Chronological comparison of TAVI and SAVR stratified to surgical risk: a systematic review, meta-analysis, and meta-regression
Dae Yong Park, Seokyung An, Kameel Kassab, Neeraj Jolly, Steve Attanasio, Ray Sawaqed, Saurabh Malhotra, Rami Doukky, Aviral Vij
Abstract
BACKGROUND: Transcatheter aortic valve implantation (TAVI) has been established as a reasonable alternative to surgical aortic valve replacement (SAVR) in patients with severe aortic stenosis. However, long-term outcomes including valve durability and the need for reintervention are unanswered, especially in younger patients who tend to be low surgical risk. We performed a meta-analysis comparing clinical outcomes after TAVI and SAVR over 5 years stratified to low, intermediate, and high surgical risks. METHODS: We identified propensity score-matched observational studies and randomised controlled trials comparing TAVI and SAVR. Primary outcomes, including all-cause mortality, moderate or severe aortic regurgitation, moderate or severe paravalvular regurgitation, pacemaker placement, and stroke, were extracted. Meta-analyses of outcomes after TAVI compared to SAVR were conducted for different periods of follow-up. Meta-regression was also performed to analyse the correlation of outcomes over time.

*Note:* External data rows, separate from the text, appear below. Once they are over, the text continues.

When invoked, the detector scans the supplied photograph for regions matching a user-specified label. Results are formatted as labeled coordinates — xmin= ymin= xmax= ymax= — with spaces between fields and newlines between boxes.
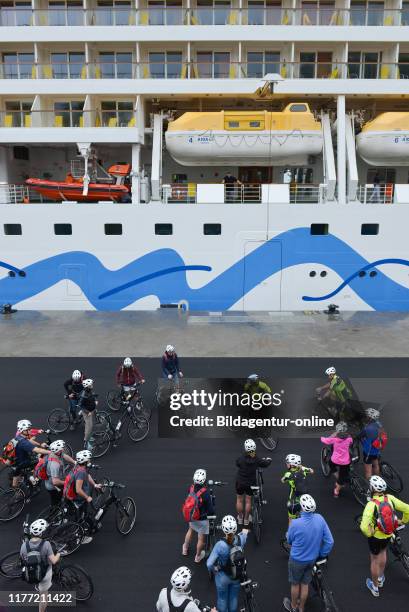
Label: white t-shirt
xmin=156 ymin=589 xmax=200 ymax=612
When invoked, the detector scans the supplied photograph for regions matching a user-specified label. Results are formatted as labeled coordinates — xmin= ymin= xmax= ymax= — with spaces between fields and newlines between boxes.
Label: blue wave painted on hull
xmin=0 ymin=228 xmax=409 ymax=310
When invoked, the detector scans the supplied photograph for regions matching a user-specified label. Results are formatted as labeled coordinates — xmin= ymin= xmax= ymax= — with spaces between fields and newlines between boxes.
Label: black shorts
xmin=236 ymin=482 xmax=253 ymax=497
xmin=368 ymin=536 xmax=389 ymax=555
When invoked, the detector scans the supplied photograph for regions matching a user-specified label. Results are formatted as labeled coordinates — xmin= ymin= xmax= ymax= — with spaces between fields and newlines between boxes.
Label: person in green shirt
xmin=360 ymin=476 xmax=409 ymax=597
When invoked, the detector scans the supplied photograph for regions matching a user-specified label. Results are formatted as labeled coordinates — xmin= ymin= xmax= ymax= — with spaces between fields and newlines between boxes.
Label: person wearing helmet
xmin=236 ymin=439 xmax=271 ymax=527
xmin=64 ymin=370 xmax=85 ymax=430
xmin=321 ymin=421 xmax=353 ymax=498
xmin=360 ymin=475 xmax=409 ymax=597
xmin=207 ymin=515 xmax=249 ymax=612
xmin=156 ymin=566 xmax=217 ymax=612
xmin=182 ymin=469 xmax=214 ymax=563
xmin=281 ymin=453 xmax=314 ymax=523
xmin=162 ymin=344 xmax=183 ymax=382
xmin=283 ymin=494 xmax=334 ymax=612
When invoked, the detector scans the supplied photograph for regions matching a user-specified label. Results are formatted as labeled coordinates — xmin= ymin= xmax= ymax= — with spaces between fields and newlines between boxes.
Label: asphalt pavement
xmin=0 ymin=358 xmax=409 ymax=612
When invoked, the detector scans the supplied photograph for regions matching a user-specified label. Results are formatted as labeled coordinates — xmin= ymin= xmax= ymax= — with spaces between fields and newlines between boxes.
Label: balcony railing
xmin=0 ymin=6 xmax=409 ymax=27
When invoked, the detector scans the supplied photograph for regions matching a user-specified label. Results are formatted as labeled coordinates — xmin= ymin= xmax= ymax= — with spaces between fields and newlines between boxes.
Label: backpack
xmin=182 ymin=485 xmax=206 ymax=523
xmin=372 ymin=495 xmax=399 ymax=535
xmin=223 ymin=538 xmax=247 ymax=582
xmin=21 ymin=541 xmax=48 ymax=584
xmin=166 ymin=587 xmax=192 ymax=612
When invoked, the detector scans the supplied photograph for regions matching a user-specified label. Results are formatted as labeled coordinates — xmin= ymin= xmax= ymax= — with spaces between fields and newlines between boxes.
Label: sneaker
xmin=366 ymin=578 xmax=379 ymax=597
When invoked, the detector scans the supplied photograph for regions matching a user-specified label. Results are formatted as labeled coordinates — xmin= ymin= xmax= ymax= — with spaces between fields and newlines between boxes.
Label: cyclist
xmin=283 ymin=495 xmax=334 ymax=612
xmin=156 ymin=566 xmax=217 ymax=612
xmin=182 ymin=469 xmax=214 ymax=563
xmin=321 ymin=421 xmax=353 ymax=498
xmin=162 ymin=344 xmax=183 ymax=382
xmin=64 ymin=370 xmax=84 ymax=430
xmin=361 ymin=475 xmax=409 ymax=597
xmin=207 ymin=515 xmax=249 ymax=612
xmin=358 ymin=408 xmax=382 ymax=480
xmin=236 ymin=439 xmax=271 ymax=527
xmin=281 ymin=453 xmax=314 ymax=524
xmin=78 ymin=378 xmax=98 ymax=450
xmin=20 ymin=519 xmax=60 ymax=612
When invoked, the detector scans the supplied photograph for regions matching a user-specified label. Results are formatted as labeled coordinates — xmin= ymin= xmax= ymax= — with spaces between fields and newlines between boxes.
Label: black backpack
xmin=21 ymin=541 xmax=48 ymax=584
xmin=166 ymin=587 xmax=192 ymax=612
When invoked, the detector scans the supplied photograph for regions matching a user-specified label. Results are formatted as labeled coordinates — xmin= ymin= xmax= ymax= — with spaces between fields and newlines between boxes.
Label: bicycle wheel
xmin=128 ymin=416 xmax=149 ymax=442
xmin=351 ymin=474 xmax=371 ymax=506
xmin=380 ymin=461 xmax=403 ymax=493
xmin=321 ymin=446 xmax=332 ymax=478
xmin=0 ymin=550 xmax=21 ymax=580
xmin=107 ymin=389 xmax=121 ymax=412
xmin=0 ymin=489 xmax=26 ymax=522
xmin=115 ymin=497 xmax=136 ymax=535
xmin=56 ymin=565 xmax=94 ymax=601
xmin=47 ymin=408 xmax=70 ymax=433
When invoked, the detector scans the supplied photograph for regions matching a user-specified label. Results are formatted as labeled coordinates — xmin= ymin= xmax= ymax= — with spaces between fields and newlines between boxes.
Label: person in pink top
xmin=321 ymin=421 xmax=352 ymax=498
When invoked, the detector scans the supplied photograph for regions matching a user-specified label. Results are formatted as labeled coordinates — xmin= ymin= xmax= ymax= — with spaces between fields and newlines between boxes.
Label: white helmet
xmin=193 ymin=469 xmax=206 ymax=484
xmin=300 ymin=493 xmax=317 ymax=512
xmin=50 ymin=440 xmax=65 ymax=453
xmin=222 ymin=514 xmax=237 ymax=535
xmin=285 ymin=453 xmax=301 ymax=467
xmin=17 ymin=419 xmax=33 ymax=432
xmin=75 ymin=450 xmax=92 ymax=465
xmin=30 ymin=519 xmax=48 ymax=536
xmin=244 ymin=438 xmax=257 ymax=453
xmin=365 ymin=408 xmax=381 ymax=421
xmin=170 ymin=565 xmax=192 ymax=593
xmin=369 ymin=476 xmax=388 ymax=493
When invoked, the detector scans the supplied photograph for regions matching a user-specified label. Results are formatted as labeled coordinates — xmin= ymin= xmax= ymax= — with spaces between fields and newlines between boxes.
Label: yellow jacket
xmin=361 ymin=493 xmax=409 ymax=540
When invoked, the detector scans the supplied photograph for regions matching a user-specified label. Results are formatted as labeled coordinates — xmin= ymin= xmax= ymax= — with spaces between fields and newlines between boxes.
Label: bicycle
xmin=106 ymin=383 xmax=152 ymax=421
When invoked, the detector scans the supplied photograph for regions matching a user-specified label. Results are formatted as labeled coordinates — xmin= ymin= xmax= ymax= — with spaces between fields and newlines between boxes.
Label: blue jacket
xmin=287 ymin=512 xmax=334 ymax=563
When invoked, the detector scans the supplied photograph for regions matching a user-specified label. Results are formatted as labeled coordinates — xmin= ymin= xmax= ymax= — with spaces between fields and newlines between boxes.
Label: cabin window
xmin=104 ymin=223 xmax=122 ymax=236
xmin=203 ymin=223 xmax=222 ymax=236
xmin=155 ymin=223 xmax=173 ymax=236
xmin=310 ymin=223 xmax=329 ymax=236
xmin=361 ymin=223 xmax=379 ymax=236
xmin=3 ymin=223 xmax=23 ymax=236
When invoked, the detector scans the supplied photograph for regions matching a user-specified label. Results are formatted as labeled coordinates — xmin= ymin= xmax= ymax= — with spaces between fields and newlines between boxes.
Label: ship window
xmin=54 ymin=223 xmax=72 ymax=236
xmin=361 ymin=223 xmax=379 ymax=236
xmin=310 ymin=223 xmax=328 ymax=236
xmin=104 ymin=223 xmax=122 ymax=236
xmin=203 ymin=223 xmax=222 ymax=236
xmin=3 ymin=223 xmax=23 ymax=236
xmin=155 ymin=223 xmax=173 ymax=236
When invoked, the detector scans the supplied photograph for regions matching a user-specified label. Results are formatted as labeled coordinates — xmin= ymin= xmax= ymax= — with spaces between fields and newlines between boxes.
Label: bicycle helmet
xmin=193 ymin=469 xmax=206 ymax=484
xmin=30 ymin=519 xmax=48 ymax=537
xmin=369 ymin=476 xmax=388 ymax=493
xmin=170 ymin=565 xmax=192 ymax=593
xmin=222 ymin=514 xmax=237 ymax=535
xmin=17 ymin=419 xmax=33 ymax=433
xmin=244 ymin=438 xmax=257 ymax=453
xmin=285 ymin=453 xmax=301 ymax=467
xmin=75 ymin=450 xmax=92 ymax=465
xmin=49 ymin=440 xmax=65 ymax=453
xmin=300 ymin=493 xmax=317 ymax=512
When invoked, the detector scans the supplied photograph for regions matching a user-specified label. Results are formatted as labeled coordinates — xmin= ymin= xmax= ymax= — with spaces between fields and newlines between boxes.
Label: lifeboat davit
xmin=165 ymin=103 xmax=323 ymax=166
xmin=356 ymin=112 xmax=409 ymax=166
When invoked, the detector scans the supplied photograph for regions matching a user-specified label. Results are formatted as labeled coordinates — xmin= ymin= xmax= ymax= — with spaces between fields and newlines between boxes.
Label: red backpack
xmin=372 ymin=495 xmax=399 ymax=535
xmin=182 ymin=485 xmax=206 ymax=523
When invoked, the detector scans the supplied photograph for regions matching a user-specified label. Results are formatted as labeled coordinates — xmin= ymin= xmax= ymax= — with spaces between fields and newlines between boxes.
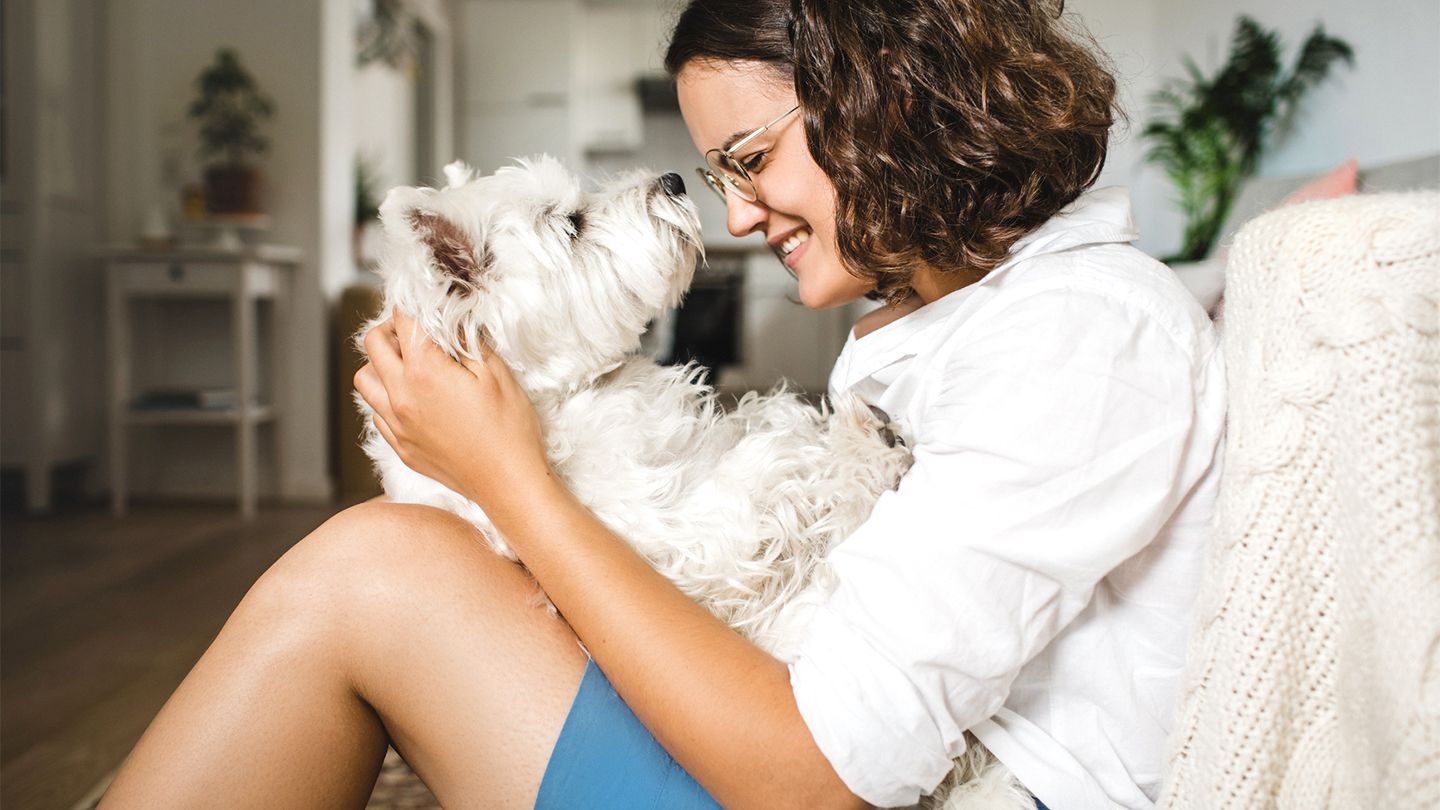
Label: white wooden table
xmin=104 ymin=245 xmax=301 ymax=517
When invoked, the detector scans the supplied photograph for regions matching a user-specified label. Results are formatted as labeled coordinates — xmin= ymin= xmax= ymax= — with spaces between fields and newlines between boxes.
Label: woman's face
xmin=675 ymin=62 xmax=871 ymax=310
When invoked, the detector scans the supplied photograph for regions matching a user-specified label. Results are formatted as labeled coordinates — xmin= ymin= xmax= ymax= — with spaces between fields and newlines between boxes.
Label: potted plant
xmin=1143 ymin=16 xmax=1354 ymax=262
xmin=351 ymin=156 xmax=380 ymax=267
xmin=189 ymin=48 xmax=275 ymax=213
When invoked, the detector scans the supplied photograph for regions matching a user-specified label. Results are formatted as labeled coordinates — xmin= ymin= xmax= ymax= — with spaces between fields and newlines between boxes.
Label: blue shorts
xmin=536 ymin=660 xmax=1048 ymax=810
xmin=536 ymin=660 xmax=720 ymax=810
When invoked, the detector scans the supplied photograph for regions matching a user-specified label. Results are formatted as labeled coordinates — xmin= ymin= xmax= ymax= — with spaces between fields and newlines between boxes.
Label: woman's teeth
xmin=780 ymin=228 xmax=809 ymax=254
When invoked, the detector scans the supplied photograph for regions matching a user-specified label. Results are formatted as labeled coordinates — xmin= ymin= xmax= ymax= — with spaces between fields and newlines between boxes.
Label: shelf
xmin=124 ymin=405 xmax=275 ymax=425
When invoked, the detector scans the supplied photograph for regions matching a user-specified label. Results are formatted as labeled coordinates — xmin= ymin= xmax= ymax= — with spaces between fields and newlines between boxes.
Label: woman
xmin=104 ymin=0 xmax=1223 ymax=809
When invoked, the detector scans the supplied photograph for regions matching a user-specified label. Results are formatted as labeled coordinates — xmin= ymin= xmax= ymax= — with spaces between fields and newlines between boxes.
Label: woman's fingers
xmin=370 ymin=412 xmax=400 ymax=454
xmin=361 ymin=320 xmax=405 ymax=389
xmin=354 ymin=363 xmax=390 ymax=414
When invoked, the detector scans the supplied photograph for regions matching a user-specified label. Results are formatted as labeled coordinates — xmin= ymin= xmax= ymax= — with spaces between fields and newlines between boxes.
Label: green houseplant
xmin=351 ymin=156 xmax=380 ymax=267
xmin=1143 ymin=16 xmax=1354 ymax=261
xmin=189 ymin=48 xmax=275 ymax=213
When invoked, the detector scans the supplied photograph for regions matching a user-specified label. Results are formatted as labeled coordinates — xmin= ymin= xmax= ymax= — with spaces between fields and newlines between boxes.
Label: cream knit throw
xmin=1161 ymin=192 xmax=1440 ymax=810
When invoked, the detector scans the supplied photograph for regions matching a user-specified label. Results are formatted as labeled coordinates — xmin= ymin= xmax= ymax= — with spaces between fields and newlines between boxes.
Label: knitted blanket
xmin=1161 ymin=192 xmax=1440 ymax=810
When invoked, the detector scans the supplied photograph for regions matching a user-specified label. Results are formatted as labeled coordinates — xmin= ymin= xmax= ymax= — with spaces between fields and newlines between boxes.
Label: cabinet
xmin=105 ymin=245 xmax=300 ymax=517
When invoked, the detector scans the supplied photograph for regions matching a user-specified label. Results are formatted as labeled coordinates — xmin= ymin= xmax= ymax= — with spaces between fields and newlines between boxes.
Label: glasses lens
xmin=706 ymin=148 xmax=756 ymax=202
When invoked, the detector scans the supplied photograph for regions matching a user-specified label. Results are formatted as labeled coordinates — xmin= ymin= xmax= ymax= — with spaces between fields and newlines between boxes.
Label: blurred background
xmin=0 ymin=0 xmax=1440 ymax=807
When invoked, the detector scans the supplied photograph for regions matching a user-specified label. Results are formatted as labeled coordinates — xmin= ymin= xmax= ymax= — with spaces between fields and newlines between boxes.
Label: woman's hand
xmin=354 ymin=310 xmax=552 ymax=513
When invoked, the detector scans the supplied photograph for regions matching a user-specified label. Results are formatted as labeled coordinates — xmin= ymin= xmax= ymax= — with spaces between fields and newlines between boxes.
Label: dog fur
xmin=356 ymin=157 xmax=1028 ymax=809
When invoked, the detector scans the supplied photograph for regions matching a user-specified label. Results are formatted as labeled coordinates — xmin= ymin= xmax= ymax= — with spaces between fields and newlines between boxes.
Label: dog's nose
xmin=660 ymin=172 xmax=685 ymax=197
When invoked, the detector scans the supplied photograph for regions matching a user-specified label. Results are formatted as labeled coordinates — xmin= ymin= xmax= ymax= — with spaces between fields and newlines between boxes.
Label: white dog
xmin=357 ymin=157 xmax=1028 ymax=807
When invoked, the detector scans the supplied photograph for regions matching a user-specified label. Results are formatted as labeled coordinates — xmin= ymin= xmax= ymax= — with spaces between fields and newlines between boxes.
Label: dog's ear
xmin=405 ymin=208 xmax=491 ymax=284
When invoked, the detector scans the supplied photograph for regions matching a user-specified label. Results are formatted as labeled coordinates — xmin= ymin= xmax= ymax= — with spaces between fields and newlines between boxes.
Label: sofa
xmin=1171 ymin=153 xmax=1440 ymax=314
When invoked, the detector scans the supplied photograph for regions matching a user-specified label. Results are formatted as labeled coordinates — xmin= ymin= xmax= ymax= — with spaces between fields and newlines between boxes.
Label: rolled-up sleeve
xmin=791 ymin=287 xmax=1195 ymax=807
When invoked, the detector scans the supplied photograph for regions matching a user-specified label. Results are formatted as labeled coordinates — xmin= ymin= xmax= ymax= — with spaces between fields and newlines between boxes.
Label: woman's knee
xmin=255 ymin=502 xmax=540 ymax=637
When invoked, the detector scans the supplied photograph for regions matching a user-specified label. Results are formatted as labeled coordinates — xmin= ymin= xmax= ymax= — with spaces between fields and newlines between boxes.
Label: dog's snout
xmin=660 ymin=172 xmax=685 ymax=197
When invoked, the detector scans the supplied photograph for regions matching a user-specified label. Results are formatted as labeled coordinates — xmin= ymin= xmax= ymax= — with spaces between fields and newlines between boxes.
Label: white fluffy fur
xmin=357 ymin=157 xmax=1031 ymax=810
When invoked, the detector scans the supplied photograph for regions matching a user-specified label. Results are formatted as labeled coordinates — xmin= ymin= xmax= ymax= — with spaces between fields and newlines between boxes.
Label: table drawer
xmin=114 ymin=261 xmax=278 ymax=297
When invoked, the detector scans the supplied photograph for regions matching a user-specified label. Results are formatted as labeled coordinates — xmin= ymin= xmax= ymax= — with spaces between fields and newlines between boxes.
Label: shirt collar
xmin=831 ymin=186 xmax=1139 ymax=391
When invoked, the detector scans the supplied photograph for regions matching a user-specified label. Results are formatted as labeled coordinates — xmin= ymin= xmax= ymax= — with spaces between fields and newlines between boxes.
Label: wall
xmin=1068 ymin=0 xmax=1440 ymax=254
xmin=105 ymin=0 xmax=354 ymax=499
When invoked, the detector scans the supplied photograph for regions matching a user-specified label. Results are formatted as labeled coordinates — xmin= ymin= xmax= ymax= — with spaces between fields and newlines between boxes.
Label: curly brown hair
xmin=665 ymin=0 xmax=1122 ymax=303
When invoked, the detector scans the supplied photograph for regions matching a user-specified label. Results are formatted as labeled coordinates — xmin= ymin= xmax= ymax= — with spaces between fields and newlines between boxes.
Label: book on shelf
xmin=130 ymin=388 xmax=240 ymax=411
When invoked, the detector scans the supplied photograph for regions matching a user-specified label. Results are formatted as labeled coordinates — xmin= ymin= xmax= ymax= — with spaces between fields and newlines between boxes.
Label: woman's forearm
xmin=472 ymin=476 xmax=863 ymax=807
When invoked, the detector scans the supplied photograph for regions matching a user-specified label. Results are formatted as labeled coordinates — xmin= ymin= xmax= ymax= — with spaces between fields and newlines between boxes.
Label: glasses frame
xmin=696 ymin=104 xmax=801 ymax=202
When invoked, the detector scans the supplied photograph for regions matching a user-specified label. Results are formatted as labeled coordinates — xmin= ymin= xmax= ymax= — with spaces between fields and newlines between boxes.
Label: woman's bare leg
xmin=101 ymin=503 xmax=586 ymax=810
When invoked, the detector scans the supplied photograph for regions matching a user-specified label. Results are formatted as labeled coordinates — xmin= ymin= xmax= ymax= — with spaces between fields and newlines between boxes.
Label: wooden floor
xmin=0 ymin=504 xmax=338 ymax=810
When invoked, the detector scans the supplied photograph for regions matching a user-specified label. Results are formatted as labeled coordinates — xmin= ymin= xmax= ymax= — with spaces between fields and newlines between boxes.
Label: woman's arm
xmin=356 ymin=314 xmax=864 ymax=809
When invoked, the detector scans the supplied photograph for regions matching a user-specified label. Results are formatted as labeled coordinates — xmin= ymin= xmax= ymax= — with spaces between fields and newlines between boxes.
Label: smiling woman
xmin=87 ymin=0 xmax=1224 ymax=810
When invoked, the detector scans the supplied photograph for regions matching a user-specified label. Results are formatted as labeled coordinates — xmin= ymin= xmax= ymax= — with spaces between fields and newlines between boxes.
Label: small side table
xmin=104 ymin=245 xmax=301 ymax=519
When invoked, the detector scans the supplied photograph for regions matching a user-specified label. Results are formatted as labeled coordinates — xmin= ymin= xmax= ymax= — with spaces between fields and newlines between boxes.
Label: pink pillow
xmin=1280 ymin=159 xmax=1356 ymax=205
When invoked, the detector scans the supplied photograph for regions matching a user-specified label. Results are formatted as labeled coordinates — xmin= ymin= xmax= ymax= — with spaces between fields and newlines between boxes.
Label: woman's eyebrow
xmin=720 ymin=127 xmax=759 ymax=151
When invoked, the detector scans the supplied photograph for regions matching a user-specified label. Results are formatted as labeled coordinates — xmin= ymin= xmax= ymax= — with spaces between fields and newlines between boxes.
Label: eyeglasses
xmin=696 ymin=104 xmax=801 ymax=202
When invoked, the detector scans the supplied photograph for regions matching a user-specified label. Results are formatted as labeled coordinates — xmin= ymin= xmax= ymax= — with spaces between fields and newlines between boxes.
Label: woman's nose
xmin=724 ymin=192 xmax=770 ymax=236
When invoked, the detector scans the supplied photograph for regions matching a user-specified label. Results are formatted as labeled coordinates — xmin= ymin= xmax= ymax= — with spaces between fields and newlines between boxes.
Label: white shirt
xmin=791 ymin=187 xmax=1225 ymax=810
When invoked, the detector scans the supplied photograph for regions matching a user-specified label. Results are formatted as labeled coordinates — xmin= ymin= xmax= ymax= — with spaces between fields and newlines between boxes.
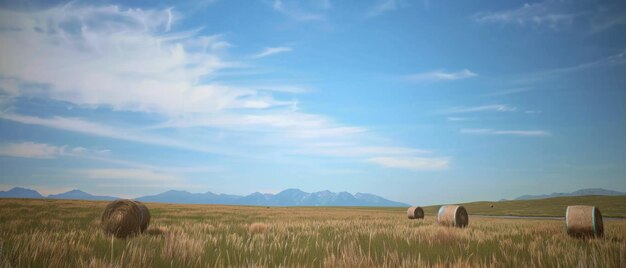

RESULTS: A total of 36 studies consisting of 7 RCTs and 29 propensity score-matched studies were selected. TAVI was associated with higher all-cause mortality at 4-5 years in patients with low or intermediate surgical risk. Meta-regression time demonstrated an increasing trend in the risk of all-cause mortality after TAVI compared with SAVR. TAVI was generally associated with a higher risk of moderate or severe aortic regurgitation, moderate or severe paravalvular regurgitation, and pacemaker placement. CONCLUSIONS: TAVI demonstrated an increasing trend of all-cause mortality compared with SAVR when evaluated over a long-term follow-up. More long-term data from recent studies using newer-generation valves and state-of-the-art techniques are needed to accurately assign risks.